Number of plaintiffs now total 784 in class action over NH-based Atrium’s product

Complaints are being added at an increasing rate in U.S. District Court class action litigation against Atrium Medical Corp, a medical device firm that employs 600 people in Merrimack. 

At midyear, 784 plaintiffs were involved in 621 federal cases from around the country, all alleging that Atrium’s hernia mesh products had painful and sometimes fatal complications.

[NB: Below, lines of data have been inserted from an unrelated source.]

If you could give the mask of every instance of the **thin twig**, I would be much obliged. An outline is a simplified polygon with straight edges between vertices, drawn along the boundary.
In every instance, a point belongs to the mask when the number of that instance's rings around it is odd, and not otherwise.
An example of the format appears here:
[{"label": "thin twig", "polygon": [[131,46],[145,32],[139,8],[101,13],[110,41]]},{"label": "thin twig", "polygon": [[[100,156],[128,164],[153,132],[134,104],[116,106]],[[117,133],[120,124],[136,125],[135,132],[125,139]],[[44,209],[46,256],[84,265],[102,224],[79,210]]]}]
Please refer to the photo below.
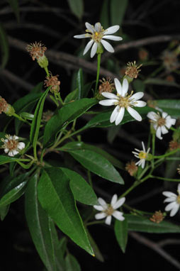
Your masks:
[{"label": "thin twig", "polygon": [[137,240],[139,243],[142,243],[143,245],[147,246],[152,250],[156,251],[159,254],[162,258],[164,258],[167,262],[171,262],[171,264],[175,266],[177,269],[179,270],[180,263],[169,253],[167,253],[163,248],[162,248],[158,243],[156,243],[150,239],[142,236],[141,234],[131,231],[129,233],[130,236],[134,239]]}]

The suits, which began being filed in August 2016, were consolidated at the end of that year in U.S. District Court in Concord. Over the last six months, they were filed at a rate of 39 a month, compared to 24 per month previously. That doesn’t count over 100 cases filed in New Hampshire Superior Court.

Few of the federal plaintiffs are from New Hampshire, even those filed directly in Concord. The last half dozen were from Kansas, Texas and Mississippi.

All of the lawsuits blame Atrium’s C-QUR hernia mesh products, which are coated with fish oil derivative (an Omega 3 product similar to the nutritional supplement), the company’s unique solution to adverse reactions.

But plaintiffs’ attorneys allege that the fish oil is a large part of the problem, along with the plastic mesh itself, the way it is manufactured and the Federal Drug Administration’s medical device approval process.

Attorneys for Atrium — which was acquired by Getinge Group, a publicly traded Swedish firm, for $680 million in November 2011 — contended in court that the product is safe, that complications are often due to improper implantation by physicians, and that patients are more susceptible to infections because they tend to be obese and smoke too much. 

Hernia meshes are a small part of Atrium’s business, and the lawsuits it is facing are a small fraction of the number facing the entire medical mesh industry. There are tens of thousands suits filed against much larger companies, including Johnson & Johnson, and settlements have been reached for multiple hundreds of millions of dollars.

But the number of the suits filed pale in comparison to over 1 million medical surgeries performed each year.

Both sides have been bickering for months during the discovery phase, with litigants charging Getinge with “discovery abuse” by withholding documents, stalling or hiding behind Swedish privacy protections. Getinge has countered that the requests for information are overly broad, once using the word “harassment.” 

In particular, the plaintiffs are seeking information on corporate merger documents to dispute Getinge’s contention that it wasn’t liable for Atrium’s actions.

And that’s just the general phase of discovery. The net, “specific,” phase won’t begin until March 2019, with the goal of a trial beginning Feb. 20, 2020, if a settlement is not reached beforehand.